Y el milagro se produjo la tarde del segundo día, cuando Diego accedió a mis habitaciones para informarme de que debíamos visitar a un viejo conocido que podría ayudar en nuestra expedición hacia tierra de negros; atravesando la bahía que nos separaba de tierra para dar encuentro a los caravaneros que nos llevarían hasta Gao. Salimos del palacio de Hamman con el sol en alto y el cuerpo perlado de sudor por el calor sofocante de un día en el que las calles parecían arder con fuego propio.
—Nadie desea llevaros hasta la costa —fueron las palabras de Diego cuando, por fin, nos encontramos solos, ocultos del sol bajo el toldo de acceso a la casa del mercader.
—Necesito hablar con Joao Afonso, Diego. Necesito cruzar y marchar a Gao.
—Ese cofre que portáis, Fernán, es vuestra perdición. Muchos ojos se han posado en él —me confió— y solo Abdul los separa de ti. Debéis cuidar vuestra espalda si deseáis cumplir esa misión que os ha traído tan al sur.
—Debo continuar con ella, y no habrá nada que me detenga…
—Fernán ¿cuánto ha que nos conocemos? Confiad en mí y decidme que es eso que se esconde en el baúl —había puesto sus brazos sombre mis hombros y me miraba fijamente a los ojos. Entonces comprendí que estaba solo en aquella isla y que ahora, más que nunca, debería lograr acercarme al alcalde—. Decídmelo y os llevaré hasta don Joao.
—Sea al revés, Diego: llevadme ante don Joao y os revelaré mucho más de lo que deseáis: el verdadero motivo de mi viaje a Gao. Os aseguro, viejo amigo —escupí aquellas palabras que habían dejado de tener sentido en mi vida— que será negociado más lucrativo para vos que el simple contenido de un viejo arcón cargado de ropajes.
Conocía a Diego y sabía que, como antiguo pirata, si lograba despertar su curiosidad lograría de él lo que deseaba. Y lo único que anhelaba en ese momento era adentrarme en la fortaleza y llegar hasta el señor de la isla.

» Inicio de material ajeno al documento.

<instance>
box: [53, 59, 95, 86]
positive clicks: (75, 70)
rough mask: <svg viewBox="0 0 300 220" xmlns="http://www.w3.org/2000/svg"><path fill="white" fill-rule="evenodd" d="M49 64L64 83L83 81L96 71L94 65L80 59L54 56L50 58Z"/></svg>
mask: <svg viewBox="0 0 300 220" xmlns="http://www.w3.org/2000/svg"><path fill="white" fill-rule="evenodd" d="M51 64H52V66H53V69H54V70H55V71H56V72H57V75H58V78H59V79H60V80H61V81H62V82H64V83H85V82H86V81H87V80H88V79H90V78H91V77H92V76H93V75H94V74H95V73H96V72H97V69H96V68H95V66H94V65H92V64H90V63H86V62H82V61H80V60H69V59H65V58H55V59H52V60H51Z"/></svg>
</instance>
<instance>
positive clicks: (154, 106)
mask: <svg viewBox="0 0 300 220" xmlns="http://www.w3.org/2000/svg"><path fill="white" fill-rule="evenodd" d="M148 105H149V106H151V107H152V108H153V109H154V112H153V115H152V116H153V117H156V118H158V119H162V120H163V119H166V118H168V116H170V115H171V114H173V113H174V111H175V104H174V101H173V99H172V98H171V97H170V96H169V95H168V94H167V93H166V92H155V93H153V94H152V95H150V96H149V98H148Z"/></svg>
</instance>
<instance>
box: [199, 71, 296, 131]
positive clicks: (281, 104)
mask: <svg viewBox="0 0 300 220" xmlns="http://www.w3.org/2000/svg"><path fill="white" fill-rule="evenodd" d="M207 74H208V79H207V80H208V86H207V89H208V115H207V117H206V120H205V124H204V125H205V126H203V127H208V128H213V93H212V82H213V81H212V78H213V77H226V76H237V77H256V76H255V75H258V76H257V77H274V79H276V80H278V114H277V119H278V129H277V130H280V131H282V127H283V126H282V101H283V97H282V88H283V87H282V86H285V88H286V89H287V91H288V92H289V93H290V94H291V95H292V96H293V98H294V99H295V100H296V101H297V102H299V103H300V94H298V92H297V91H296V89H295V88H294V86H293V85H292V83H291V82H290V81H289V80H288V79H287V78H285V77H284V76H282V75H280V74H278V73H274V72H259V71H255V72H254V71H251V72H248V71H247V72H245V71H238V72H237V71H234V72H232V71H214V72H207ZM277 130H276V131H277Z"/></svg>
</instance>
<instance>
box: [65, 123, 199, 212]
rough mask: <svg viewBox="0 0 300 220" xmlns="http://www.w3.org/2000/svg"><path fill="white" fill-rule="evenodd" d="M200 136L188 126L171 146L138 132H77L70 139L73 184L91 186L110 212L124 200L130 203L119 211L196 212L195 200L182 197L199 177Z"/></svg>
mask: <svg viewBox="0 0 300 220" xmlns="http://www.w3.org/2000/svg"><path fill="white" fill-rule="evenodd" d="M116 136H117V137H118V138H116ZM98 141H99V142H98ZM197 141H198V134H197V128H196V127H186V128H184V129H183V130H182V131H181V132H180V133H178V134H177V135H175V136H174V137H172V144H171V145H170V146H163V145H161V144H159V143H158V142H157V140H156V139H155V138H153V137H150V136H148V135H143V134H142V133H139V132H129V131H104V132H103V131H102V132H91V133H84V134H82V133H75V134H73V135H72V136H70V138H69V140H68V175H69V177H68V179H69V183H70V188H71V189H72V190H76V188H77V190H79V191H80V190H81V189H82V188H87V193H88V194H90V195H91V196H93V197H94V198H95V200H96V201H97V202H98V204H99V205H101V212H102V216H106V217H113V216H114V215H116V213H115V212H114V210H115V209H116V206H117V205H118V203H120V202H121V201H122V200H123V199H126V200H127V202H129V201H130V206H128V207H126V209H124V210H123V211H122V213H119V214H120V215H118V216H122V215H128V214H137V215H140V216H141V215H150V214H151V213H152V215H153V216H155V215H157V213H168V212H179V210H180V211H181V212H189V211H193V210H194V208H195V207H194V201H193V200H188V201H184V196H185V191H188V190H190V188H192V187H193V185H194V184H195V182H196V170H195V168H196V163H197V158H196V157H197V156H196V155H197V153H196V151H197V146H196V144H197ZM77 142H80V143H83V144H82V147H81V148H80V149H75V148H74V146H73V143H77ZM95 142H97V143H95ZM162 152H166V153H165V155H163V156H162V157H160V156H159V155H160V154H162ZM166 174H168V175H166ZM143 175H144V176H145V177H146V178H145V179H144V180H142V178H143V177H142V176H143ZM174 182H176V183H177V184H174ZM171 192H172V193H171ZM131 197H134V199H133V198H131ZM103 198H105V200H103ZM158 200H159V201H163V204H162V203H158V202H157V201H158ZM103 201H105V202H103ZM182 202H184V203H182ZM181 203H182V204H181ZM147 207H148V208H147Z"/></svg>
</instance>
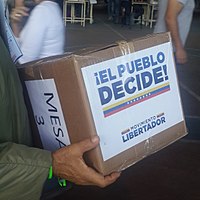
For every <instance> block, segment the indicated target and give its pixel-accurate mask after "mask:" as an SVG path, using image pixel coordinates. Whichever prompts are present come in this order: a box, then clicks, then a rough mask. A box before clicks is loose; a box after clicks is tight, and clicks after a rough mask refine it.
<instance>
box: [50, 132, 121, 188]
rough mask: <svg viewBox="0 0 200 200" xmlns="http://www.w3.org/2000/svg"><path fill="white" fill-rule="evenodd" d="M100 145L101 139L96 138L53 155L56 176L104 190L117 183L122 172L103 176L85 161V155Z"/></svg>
mask: <svg viewBox="0 0 200 200" xmlns="http://www.w3.org/2000/svg"><path fill="white" fill-rule="evenodd" d="M98 144H99V138H98V137H97V136H96V137H93V138H89V139H86V140H83V141H81V142H79V143H75V144H72V145H70V146H67V147H64V148H61V149H59V150H57V151H55V152H54V153H53V154H52V158H53V161H52V163H53V164H52V165H53V173H54V175H55V176H57V177H59V178H63V179H66V180H68V181H71V182H73V183H76V184H78V185H96V186H99V187H102V188H103V187H106V186H108V185H110V184H112V183H113V182H115V181H116V180H117V178H119V176H120V172H114V173H112V174H110V175H108V176H103V175H102V174H100V173H98V172H97V171H95V170H94V169H92V168H91V167H88V166H87V165H86V164H85V162H84V160H83V154H84V153H85V152H86V151H89V150H91V149H94V148H95V147H96V146H97V145H98Z"/></svg>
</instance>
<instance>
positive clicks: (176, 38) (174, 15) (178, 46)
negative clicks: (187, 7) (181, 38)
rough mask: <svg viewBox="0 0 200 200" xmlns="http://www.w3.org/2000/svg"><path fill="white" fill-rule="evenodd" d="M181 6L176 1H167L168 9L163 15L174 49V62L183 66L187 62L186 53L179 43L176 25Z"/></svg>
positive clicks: (180, 38) (179, 39) (181, 7)
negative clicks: (171, 37)
mask: <svg viewBox="0 0 200 200" xmlns="http://www.w3.org/2000/svg"><path fill="white" fill-rule="evenodd" d="M183 6H184V5H183V4H181V3H180V2H178V1H177V0H168V7H167V11H166V15H165V21H166V25H167V28H168V30H169V31H170V32H171V36H172V41H173V44H174V46H175V49H176V52H175V54H176V61H177V63H180V64H184V63H186V62H187V53H186V51H185V49H184V45H183V44H182V42H181V38H180V34H179V25H178V21H177V18H178V15H179V13H180V12H181V10H182V9H183Z"/></svg>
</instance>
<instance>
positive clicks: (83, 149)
mask: <svg viewBox="0 0 200 200" xmlns="http://www.w3.org/2000/svg"><path fill="white" fill-rule="evenodd" d="M98 144H99V137H98V136H93V137H91V138H89V139H85V140H83V141H81V142H79V143H77V145H78V147H79V149H80V151H81V154H84V153H85V152H86V151H89V150H91V149H94V148H95V147H96V146H97V145H98Z"/></svg>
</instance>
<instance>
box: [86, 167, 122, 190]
mask: <svg viewBox="0 0 200 200" xmlns="http://www.w3.org/2000/svg"><path fill="white" fill-rule="evenodd" d="M120 175H121V173H120V172H113V173H112V174H110V175H107V176H103V175H101V174H100V173H97V172H96V171H95V170H92V169H91V171H90V173H88V179H89V180H90V182H91V184H92V185H97V186H99V187H101V188H104V187H106V186H108V185H110V184H112V183H114V182H115V181H116V180H117V179H118V178H119V177H120Z"/></svg>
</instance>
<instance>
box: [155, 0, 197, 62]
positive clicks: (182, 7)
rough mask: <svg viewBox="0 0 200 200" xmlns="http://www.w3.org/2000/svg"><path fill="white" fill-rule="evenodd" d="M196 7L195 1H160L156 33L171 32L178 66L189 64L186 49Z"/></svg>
mask: <svg viewBox="0 0 200 200" xmlns="http://www.w3.org/2000/svg"><path fill="white" fill-rule="evenodd" d="M194 7H195V3H194V0H166V1H163V0H160V1H159V8H158V9H159V11H158V19H157V22H156V25H155V28H154V32H155V33H159V32H166V31H170V32H171V36H172V42H173V46H174V51H175V59H176V62H177V64H184V63H186V62H187V53H186V50H185V48H184V46H185V42H186V39H187V36H188V33H189V30H190V25H191V22H192V17H193V10H194Z"/></svg>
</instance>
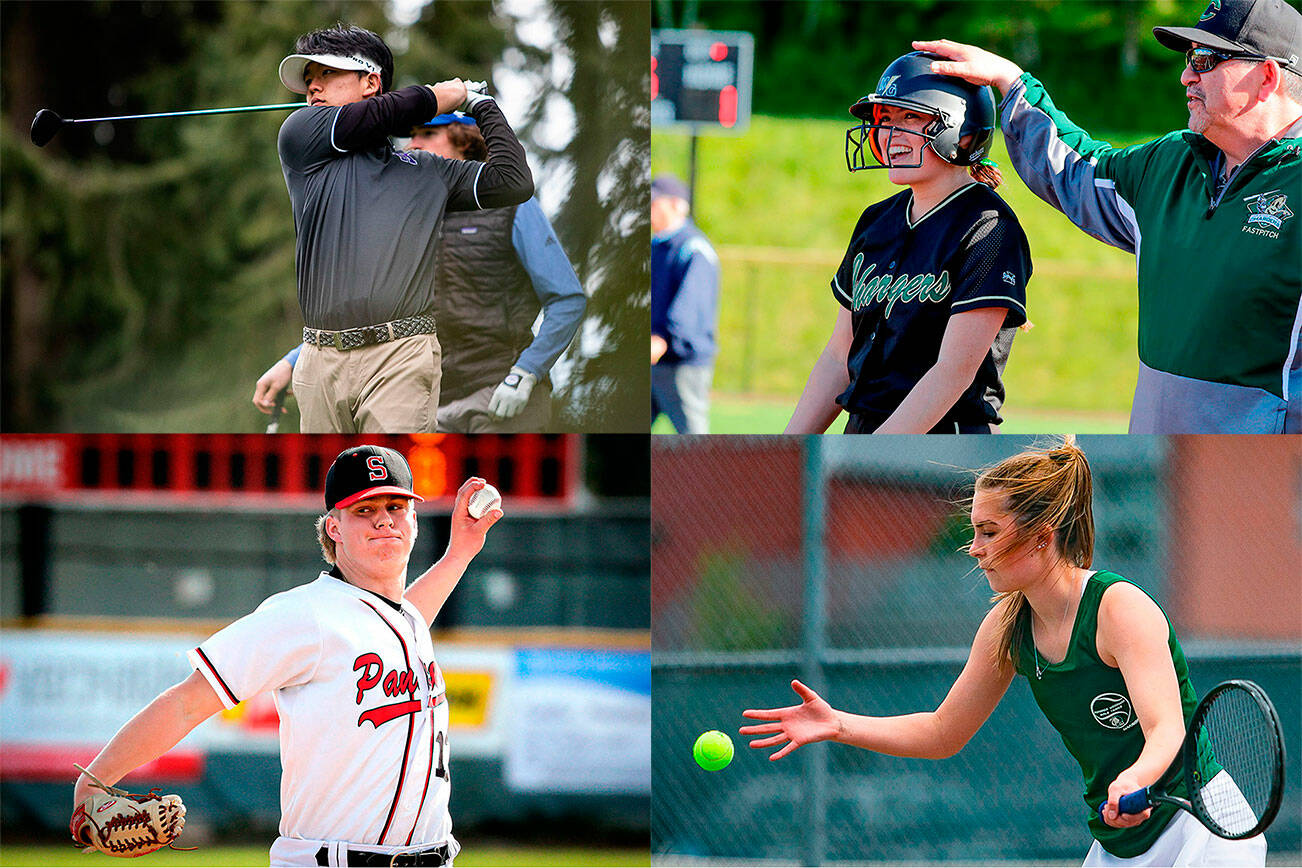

—Sea— dijo Diego finalmente—, pero sabed que Joao Afonso lleva pocas lunas al frente de esta isla y que la sombra del de Evora —dijo refiriéndose al antiguo alcalde que gobernase férreamente la zona durante una decena de años— es alargada. Si él estuviera aun al mando ni la protección de Hamman os hubiera salvado de morir a manos de aquellos que recuerdan vuestra última visita cada vez que ven las marcas que el fuego dejó sobre sus vidas —me sorprendió aquella revelación que convertía a Abdul en mi protector frente a las amenazas que me lanzaba aquel en el que había confiado—. Esta noche visitaremos al alcalde —concluyo Diego.
Quedé abatido ante lo que acaba de descubrir, pero intenté negarme que Diego pudiese traicionarme. Él era mi esperanza de volver a Cádiz y a él había confiado La Gitana y mi tripulación. Debía lograr recuperar su lealtad y aquella noche sería mi última oportunidad de hacerlo, acabar con la protección que ejercía Abdul Hamman, que coartaba mi libertad, y dirigirme a la costa para adentrarme por las rutas caravaneras hasta Gao y su rey de ámbar.